Studies on cortical processing of self-motion stimuli using single-cell recordings in animals have focused on only a few regions; in particular areas MSTd (Froehler and Duffy 2002; Gu et al. 2007; Takahashi et al. 2007; Morgan et al. 2008; Britten 2008) and the ventral intra-parietal sulcus VIP (Bremmer et al. 2002a, b; Britten 2008). It has been suggested that cortical area MSTd, which contains cells that are sensitive to large fields of visual motion and also to vestibular stimulation, could be a central cortical area for integration of visual and vestibular signals of self-motion. A subpopulation of the neurons in MSTd shows responses to visual and vestibular translations which are consistent with a Bayesian cue integration model (Gu et al. 2007; Morgan et al. 2008). For rotations, however, such cells were not found (Takahashi et al. 2007). Virtually all cells in MSTd which are sensitive to both visual and vestibular rotations prefer opposite rotation directions for the two modalities. This suggests that instead of integrating visual and vestibular stimuli, cells in MSTd actually remove head rotations from the visual motion signal so that the resulting responses represent movement of objects in space while discounting self-rotation. Therefore, MSTd is most likely not the brain region in which visual and vestibular signals of self-rotations are integrated.

For yaw rotations, like those investigated in this experiment, it has been shown in rats that there is a special system of interconnected subcortical and cortical regions which maintains and updates a heading signal of the animal based on visual, vestibular, and somatosensory cues; the so-called “head-direction cell system” (Taube et al. 1990a, b; Taube and Bassett 2003; Zugaro et al. 2000). Although mostly studied in rats, such cells have also been found in primates (Robertson et al. 1999), which suggests that they might also be present in humans and might play a larger role in the cortical processing of yaw self‐rotations than currently recognized.

Conclusions

We find that the transition from integration to a task-defined bias towards one of the cues coincides with becoming aware of the conflict between the cues. Also, we found a reduction in the response variability compared to single-cue conditions (which is an indicator of actual cue integration), only when the visual stimulus was attended to and no cue conflicts were noticed. This suggests that participants do not integrate visual and inertial cues in all situations, but that they can choose one cue for the response when they notice cue conflicts. Further, participants can, to some extent, ignore the conflicting cue, but not completely. We could not find significant evidence for an effect of task-defined attention on cue weights when no cue conflicts were noticed.
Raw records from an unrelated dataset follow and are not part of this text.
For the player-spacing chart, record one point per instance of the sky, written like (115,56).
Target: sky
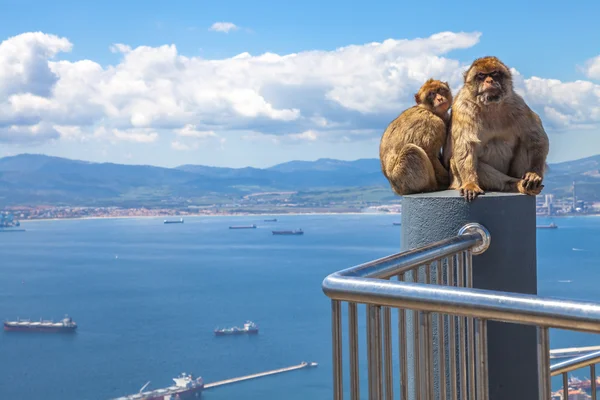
(257,83)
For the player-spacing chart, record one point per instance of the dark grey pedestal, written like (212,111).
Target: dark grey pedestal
(509,264)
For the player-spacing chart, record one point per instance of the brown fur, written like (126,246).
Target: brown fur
(495,142)
(410,146)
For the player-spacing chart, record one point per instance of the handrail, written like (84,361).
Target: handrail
(575,363)
(466,302)
(451,295)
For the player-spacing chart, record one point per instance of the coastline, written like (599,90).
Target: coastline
(207,216)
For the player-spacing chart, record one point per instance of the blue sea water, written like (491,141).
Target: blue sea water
(147,297)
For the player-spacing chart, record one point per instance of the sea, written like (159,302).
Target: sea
(147,297)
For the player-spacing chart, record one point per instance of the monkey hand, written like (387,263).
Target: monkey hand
(470,190)
(531,181)
(531,184)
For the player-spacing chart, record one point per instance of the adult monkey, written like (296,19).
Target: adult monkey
(495,142)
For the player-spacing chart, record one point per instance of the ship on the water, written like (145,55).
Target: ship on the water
(186,387)
(289,232)
(249,328)
(9,224)
(174,221)
(243,227)
(66,325)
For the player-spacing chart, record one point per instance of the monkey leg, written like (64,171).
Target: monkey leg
(489,178)
(441,174)
(531,175)
(412,172)
(492,179)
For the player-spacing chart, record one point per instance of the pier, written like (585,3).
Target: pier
(572,351)
(259,375)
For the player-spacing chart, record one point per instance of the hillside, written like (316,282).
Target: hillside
(29,179)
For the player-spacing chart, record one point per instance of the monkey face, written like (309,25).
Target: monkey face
(435,95)
(489,80)
(489,86)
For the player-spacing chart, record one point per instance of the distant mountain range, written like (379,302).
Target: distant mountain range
(30,179)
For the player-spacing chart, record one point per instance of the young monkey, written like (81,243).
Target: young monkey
(410,146)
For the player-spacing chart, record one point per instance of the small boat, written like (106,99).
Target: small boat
(249,328)
(243,227)
(25,325)
(292,232)
(185,387)
(175,221)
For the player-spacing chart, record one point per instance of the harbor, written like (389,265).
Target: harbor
(302,365)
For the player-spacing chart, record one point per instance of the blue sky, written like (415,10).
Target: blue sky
(195,103)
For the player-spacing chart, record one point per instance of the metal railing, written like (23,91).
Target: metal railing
(434,289)
(564,367)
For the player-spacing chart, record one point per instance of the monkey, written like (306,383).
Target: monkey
(495,141)
(410,146)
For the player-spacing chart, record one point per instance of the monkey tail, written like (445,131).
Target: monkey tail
(412,172)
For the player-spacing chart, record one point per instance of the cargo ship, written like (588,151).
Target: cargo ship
(66,325)
(186,387)
(174,221)
(249,328)
(9,224)
(243,227)
(293,232)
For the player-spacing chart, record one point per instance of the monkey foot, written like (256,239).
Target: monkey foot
(521,187)
(531,182)
(470,191)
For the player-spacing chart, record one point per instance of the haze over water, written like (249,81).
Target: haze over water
(147,296)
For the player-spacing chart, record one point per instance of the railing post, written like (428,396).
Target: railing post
(509,264)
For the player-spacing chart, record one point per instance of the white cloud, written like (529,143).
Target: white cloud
(347,94)
(223,27)
(177,145)
(190,131)
(592,68)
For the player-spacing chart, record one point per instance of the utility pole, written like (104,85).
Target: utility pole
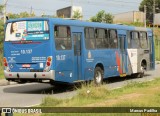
(145,12)
(4,10)
(71,2)
(31,11)
(153,15)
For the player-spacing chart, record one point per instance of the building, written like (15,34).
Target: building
(157,19)
(68,12)
(129,17)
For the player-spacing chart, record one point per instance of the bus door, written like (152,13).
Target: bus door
(77,55)
(151,47)
(123,56)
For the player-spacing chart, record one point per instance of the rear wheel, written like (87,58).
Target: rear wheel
(142,71)
(98,76)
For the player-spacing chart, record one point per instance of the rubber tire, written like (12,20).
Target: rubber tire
(98,81)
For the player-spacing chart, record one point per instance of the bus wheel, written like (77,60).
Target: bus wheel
(143,69)
(98,76)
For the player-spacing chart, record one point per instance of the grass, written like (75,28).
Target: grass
(134,94)
(89,95)
(1,67)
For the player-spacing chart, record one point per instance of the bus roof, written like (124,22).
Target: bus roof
(61,21)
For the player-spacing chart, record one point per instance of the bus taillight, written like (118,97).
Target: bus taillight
(48,64)
(5,63)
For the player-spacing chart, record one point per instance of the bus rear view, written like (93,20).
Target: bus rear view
(27,53)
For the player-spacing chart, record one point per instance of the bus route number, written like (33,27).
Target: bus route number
(28,51)
(60,57)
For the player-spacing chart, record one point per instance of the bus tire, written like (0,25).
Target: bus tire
(98,76)
(143,69)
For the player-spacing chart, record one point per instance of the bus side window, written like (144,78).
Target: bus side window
(89,38)
(129,39)
(113,40)
(143,40)
(135,43)
(100,36)
(62,37)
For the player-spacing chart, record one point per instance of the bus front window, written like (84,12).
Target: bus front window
(27,30)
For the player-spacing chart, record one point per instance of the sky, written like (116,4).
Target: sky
(89,7)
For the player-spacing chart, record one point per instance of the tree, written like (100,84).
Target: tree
(77,14)
(20,15)
(149,7)
(1,8)
(101,16)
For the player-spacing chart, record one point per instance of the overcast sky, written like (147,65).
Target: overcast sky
(89,7)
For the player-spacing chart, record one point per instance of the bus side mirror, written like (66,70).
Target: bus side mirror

Taken together, our results corroborate findings from studies on the integration of other sensory modalities (Warren et al. 1981; Bertelson and Radeau 1981; Wallace et al. 2004) and suggest that the integration of visual and inertial cues during earth-vertical rotations breaks down if participants notice cue conflicts.

These results are consistent with a “robust integration” model of multisensory integration, in which task-defined top-down influences, like the instruction to attend to one stimulus and ignore the other, can be used by participants to resolve conflicting sensory stimuli in accordance with the current task.

As has been proposed by previous studies (Warren et al. 1981; Talsma et al. 2007; Mozolic et al. 2008), the task to attend to one cue and ignore the other could reduce the integration of cues from different modalities, whereas attending to both cues at the same time could promote their integration. In our study, we found that the integration broke down particularly when participants noticed conflicts between the cues, and only then did the task instructions have a significant effect. Thus, in cases when participants assume that both cues give compatible information about the measured value, it might be more difficult for them to follow the task instructions and ignore one of the cues than when they become aware that the information in the cues is conflicting.